How often do law enforcement agencies use high-risk AI? Presidential advisers want answers
A visit with the Miami Police Department by a group of advisers to the president on artificial intelligence may ultimately inform how federal law enforcement agencies are required to report their use of facial recognition and other AI tools of that kind.
During a trip to South Florida earlier this year, Law Enforcement Subcommittee members on the National AI Advisory Committee asked MPD leaders how many times they used facial recognition software in a given year. The answer they got was “around 40.”
“That just really changes the impression, right? It’s not like everyone’s being tracked everywhere,” Jane Bambauer, NAIAC’s Law Enforcement Subcommittee chair and a University of Florida law professor, said in an interview with FedScoop. “On the other hand, we can imagine that there could be a technology that seems relatively low-risk, but based on how often it’s used … the public understanding of it should change.”
Based in part on that Miami fact-finding mission, Bambauer’s subcommittee on Thursday will recommend to the full NAIAC body that federal law enforcement agencies be required to create and publish yearly summary usage reports for safety- or rights-impacting AI. Those reports would be included in each agency’s AI use case inventory, in accordance with Office of Management and Budget guidance finalized in March.
Bambauer said NAIAC’s Law Enforcement Subcommittee, which also advises the White House’s National AI Initiative Office, came to the realization that simply listing certain types of AI tools in agency use case inventories “doesn’t tell us much about the scope” or the “quality of its use in a real-world way.”
“If we knew an agency, for example, was using facial recognition, some observers would speculate that it’s a fundamental shift into a sort of surveillance state, where our movements will be tracked everywhere we go,” Bambauer said. “And others said, ‘Well, no, it’s not to be used that often, only when the circumstances are consistent … with the use limitations.’”
The draft recommendation calls on federal law enforcement agencies to include in their annual usage reports a description of the technology and the number of times it has been used that year, as well as the purpose of the tool and how many people used it. The report would also include total annual costs for the tool and detail when it was used on behalf of other agencies.
The subcommittee had previously tabled discussions of the public summary reporting requirement for the use of high-risk AI, but after some refinement brought it back into conversation during an April 5 public meeting of the group.
Anthony Bak, head of AI at Palantir, said during that meeting that the goal of the recommendation was to make “the production” of those summary statistics a “very low lift for the agencies that are using AI.” Internal IT systems that track AI use cases within law enforcement agencies “should be able to produce these statistics very easily,” he added.
Beyond the recommendation’s topline takeaway on reporting the frequency of AI usage, Bak said the proposed rule would also provide law enforcement agencies with a “gut check for AI use case policy adherence.”
If an agency says they’re using an AI tool “only for certain kinds of crimes” and then they’re reporting for a “much broader category of crimes, you can check that very quickly and easily with these kinds of summary statistics,” Bak said.
Benji Hutchinson, a subcommittee member and chief revenue officer of Rank One Computing, said that from a commercial and technical perspective, it wouldn’t be an “overly complex task” to produce these summary reports. The challenges would come in coordination and standardization.
“Being able to make sure that we have a standard approach to how the systems are built and implemented is always the tough thing,” Hutchinson said. “Because there’s just so many layers to state and local and federal government and how they share their data. And there’s all sorts of different MOUs in place and challenges associated with that.”

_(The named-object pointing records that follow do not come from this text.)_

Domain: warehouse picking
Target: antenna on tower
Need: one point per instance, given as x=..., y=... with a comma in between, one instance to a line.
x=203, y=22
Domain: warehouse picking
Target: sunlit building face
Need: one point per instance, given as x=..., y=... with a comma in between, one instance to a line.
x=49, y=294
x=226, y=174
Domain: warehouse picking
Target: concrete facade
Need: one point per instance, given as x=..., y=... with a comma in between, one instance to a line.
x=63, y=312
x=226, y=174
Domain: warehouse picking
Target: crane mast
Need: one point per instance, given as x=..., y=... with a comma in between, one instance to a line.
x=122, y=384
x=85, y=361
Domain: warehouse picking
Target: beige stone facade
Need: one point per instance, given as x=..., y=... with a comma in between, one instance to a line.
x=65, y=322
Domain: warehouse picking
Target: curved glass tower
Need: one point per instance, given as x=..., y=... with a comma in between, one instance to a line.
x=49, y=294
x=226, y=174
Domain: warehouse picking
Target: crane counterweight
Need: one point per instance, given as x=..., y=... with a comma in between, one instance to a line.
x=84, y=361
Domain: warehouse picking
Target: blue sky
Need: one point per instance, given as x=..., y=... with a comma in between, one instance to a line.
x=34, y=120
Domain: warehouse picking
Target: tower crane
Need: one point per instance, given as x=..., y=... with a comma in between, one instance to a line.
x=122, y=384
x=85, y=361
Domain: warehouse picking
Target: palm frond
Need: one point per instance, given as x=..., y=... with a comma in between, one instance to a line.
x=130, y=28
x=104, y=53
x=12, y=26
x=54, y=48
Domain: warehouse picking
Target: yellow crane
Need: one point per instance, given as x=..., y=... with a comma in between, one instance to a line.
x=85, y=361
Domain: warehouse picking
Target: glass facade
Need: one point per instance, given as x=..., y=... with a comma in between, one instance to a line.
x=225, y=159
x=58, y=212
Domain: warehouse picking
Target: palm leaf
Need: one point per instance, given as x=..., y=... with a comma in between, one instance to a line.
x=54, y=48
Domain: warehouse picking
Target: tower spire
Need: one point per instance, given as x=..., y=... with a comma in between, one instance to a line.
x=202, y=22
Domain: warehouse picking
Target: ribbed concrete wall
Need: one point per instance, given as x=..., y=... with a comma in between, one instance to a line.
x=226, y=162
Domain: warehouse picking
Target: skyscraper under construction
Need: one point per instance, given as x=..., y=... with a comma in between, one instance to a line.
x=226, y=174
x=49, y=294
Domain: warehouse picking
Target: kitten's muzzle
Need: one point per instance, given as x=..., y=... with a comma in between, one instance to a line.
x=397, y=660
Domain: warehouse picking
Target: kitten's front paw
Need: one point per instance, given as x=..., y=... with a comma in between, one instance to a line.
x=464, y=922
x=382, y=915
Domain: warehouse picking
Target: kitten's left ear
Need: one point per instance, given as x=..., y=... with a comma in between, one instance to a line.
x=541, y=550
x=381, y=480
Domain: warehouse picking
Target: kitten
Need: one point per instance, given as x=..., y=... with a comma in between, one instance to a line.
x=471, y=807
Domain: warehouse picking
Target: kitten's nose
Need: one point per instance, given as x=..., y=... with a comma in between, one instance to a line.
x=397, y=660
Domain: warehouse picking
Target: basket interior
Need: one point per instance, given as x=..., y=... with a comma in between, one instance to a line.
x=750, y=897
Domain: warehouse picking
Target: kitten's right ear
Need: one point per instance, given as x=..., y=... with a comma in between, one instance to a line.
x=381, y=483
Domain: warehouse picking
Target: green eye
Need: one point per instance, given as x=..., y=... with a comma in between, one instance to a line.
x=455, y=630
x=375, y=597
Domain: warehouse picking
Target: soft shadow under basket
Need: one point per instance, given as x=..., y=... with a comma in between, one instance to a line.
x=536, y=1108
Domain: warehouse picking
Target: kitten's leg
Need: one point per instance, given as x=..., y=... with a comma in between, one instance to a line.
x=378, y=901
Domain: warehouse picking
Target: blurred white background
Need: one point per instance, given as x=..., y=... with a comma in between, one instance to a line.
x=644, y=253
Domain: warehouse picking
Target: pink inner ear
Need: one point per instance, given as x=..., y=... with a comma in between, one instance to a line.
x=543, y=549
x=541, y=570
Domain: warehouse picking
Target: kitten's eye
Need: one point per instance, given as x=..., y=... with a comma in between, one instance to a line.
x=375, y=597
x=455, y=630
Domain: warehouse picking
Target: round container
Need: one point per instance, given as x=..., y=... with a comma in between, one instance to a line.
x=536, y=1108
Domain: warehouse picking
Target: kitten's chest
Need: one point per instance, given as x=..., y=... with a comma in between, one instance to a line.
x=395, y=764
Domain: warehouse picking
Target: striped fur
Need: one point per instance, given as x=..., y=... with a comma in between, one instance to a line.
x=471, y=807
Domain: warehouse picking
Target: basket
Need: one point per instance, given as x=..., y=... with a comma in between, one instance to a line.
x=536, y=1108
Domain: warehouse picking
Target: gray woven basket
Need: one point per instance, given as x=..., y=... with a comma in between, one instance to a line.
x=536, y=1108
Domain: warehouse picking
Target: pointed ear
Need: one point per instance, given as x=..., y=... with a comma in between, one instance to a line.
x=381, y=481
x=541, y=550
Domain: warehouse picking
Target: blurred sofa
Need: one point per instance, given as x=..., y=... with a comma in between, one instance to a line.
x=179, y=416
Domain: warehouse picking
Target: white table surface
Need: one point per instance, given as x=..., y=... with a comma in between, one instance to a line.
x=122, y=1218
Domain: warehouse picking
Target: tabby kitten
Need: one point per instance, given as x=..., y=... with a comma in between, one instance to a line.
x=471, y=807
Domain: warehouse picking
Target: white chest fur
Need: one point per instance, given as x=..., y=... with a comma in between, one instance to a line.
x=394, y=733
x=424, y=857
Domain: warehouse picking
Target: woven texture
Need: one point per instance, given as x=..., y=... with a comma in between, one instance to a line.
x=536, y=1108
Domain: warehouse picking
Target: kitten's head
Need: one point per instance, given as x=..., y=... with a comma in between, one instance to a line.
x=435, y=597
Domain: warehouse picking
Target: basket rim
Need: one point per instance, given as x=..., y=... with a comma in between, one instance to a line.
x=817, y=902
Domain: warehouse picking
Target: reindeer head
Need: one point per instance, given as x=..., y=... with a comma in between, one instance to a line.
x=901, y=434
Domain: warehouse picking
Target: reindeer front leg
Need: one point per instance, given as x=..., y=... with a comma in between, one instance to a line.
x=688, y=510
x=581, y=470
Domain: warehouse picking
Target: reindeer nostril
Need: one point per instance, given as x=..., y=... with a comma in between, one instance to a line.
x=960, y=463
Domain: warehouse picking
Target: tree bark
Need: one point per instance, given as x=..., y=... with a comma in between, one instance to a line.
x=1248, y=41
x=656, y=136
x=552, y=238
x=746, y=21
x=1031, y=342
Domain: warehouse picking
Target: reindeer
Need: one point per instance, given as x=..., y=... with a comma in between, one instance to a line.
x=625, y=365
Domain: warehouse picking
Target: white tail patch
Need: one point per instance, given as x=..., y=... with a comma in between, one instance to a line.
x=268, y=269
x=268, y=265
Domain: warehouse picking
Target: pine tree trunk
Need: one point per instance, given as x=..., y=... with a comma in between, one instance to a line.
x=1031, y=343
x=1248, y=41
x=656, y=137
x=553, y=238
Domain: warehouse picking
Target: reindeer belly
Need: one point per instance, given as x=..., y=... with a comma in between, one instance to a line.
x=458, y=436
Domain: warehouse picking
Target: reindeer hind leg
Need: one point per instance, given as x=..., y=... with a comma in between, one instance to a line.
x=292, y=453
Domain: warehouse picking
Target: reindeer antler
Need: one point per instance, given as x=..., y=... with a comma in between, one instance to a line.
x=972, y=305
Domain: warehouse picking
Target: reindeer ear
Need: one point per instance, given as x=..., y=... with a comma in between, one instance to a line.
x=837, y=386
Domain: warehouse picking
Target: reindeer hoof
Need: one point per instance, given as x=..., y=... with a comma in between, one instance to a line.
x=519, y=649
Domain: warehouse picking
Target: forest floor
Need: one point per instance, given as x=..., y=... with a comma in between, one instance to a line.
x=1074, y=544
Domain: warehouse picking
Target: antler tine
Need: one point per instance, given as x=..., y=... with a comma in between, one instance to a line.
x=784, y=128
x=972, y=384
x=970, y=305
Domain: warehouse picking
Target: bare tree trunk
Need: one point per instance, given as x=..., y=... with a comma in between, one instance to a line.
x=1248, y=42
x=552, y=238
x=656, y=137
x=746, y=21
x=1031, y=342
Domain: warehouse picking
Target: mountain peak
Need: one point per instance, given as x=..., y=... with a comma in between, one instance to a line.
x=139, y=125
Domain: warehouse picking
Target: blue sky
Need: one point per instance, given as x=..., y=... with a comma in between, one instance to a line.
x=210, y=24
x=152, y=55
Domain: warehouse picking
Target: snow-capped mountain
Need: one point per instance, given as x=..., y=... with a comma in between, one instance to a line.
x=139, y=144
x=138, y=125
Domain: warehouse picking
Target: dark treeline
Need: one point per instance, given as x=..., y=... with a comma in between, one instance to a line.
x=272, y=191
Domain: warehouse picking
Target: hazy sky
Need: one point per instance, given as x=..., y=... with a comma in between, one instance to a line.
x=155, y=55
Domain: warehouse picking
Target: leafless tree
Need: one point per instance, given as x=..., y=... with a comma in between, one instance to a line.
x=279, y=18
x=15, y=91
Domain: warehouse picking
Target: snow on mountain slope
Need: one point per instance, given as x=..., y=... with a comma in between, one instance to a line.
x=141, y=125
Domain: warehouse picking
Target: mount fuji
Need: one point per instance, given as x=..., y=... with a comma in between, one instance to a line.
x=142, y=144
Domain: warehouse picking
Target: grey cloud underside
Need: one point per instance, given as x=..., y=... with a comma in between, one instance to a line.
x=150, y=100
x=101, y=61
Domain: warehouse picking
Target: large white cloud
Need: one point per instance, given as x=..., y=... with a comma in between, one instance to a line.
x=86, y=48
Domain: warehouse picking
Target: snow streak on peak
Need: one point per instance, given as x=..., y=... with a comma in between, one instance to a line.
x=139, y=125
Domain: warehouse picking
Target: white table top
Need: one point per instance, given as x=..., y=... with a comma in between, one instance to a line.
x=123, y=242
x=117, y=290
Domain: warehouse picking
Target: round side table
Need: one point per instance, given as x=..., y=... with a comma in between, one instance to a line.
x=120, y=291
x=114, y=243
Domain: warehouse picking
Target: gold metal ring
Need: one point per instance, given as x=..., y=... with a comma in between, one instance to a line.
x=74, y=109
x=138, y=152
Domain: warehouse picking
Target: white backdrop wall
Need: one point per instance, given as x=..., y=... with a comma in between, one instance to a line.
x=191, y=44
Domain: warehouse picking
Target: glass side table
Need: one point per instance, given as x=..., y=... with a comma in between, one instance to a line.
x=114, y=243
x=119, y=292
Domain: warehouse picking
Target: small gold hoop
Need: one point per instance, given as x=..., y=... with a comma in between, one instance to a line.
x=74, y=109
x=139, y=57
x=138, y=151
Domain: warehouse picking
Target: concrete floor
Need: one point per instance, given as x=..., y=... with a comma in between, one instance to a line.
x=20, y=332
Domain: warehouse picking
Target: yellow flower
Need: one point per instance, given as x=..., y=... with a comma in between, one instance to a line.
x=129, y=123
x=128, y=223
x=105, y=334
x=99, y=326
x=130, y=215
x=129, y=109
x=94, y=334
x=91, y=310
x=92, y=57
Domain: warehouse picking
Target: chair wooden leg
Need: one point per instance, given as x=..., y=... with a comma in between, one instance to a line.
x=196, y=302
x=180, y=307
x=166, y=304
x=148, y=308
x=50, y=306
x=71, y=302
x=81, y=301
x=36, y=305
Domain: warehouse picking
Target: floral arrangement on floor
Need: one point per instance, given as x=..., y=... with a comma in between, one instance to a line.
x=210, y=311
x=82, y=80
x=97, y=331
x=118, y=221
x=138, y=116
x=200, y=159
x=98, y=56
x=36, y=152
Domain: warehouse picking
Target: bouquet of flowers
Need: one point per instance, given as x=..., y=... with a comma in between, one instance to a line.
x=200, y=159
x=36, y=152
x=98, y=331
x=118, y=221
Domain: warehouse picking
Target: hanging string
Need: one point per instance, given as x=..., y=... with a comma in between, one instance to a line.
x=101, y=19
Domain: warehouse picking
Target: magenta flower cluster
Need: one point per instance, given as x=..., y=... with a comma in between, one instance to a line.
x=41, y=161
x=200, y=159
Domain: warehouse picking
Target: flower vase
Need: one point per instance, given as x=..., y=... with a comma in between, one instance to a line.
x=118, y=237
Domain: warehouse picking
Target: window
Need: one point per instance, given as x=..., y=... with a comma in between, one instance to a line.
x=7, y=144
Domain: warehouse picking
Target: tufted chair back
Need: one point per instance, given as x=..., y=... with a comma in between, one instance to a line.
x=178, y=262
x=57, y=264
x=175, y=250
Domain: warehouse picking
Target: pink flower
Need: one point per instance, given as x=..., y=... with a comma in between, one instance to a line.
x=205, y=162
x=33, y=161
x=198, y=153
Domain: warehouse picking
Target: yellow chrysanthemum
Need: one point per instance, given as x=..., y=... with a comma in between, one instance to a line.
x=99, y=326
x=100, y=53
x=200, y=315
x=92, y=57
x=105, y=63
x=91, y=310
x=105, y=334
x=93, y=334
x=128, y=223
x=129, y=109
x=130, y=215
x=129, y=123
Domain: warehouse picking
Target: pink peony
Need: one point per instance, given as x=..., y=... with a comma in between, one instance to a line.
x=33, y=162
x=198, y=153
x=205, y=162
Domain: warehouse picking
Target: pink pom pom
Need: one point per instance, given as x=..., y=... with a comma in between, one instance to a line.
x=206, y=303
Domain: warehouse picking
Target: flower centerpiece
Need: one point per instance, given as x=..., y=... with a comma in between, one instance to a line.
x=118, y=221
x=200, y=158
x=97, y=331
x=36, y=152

The subcommittee seemingly aimed to address the standardization issue by noting in its draft that summary statistics “should include counts by type of case or investigation” according to definitions spelled out in the Uniform Crime Reporting Program’s National Incident-Based Reporting System. Data submitted to NIBRS — which includes victim details, known offenders, relationships between offenders and victims, arrestees, and property involved in crimes — would be paired with information on the source of the image and the person conducting the search.
The Law Enforcement Subcommittee plans to deliver two other recommendations to NAIAC members Thursday: The first is the promotion of a checklist for law enforcement agencies “to test the performance of an AI tool before it is fully adopted and integrated into normal use,” per a draft document, and the second encourages the federal government to invest in the development of statewide repositories of body-worn camera footage that can be accessed and analyzed by academic researchers.
Those recommendations serve as a continuation of the work that the Law Enforcement Subcommittee has prioritized this year. During February’s NAIAC meeting, Bambauer delivered recommendations to amend Federal CIO Council guidance on sensitive use case and common commercial product exclusions from agency inventories. Annual summary usage reports for safety- and rights-impacting AI align with an overarching goal to create more comprehensive use case inventories.
“We want to sort of prompt a public accounting of whether the use actually seems to be in line with expectations,” Bambauer said.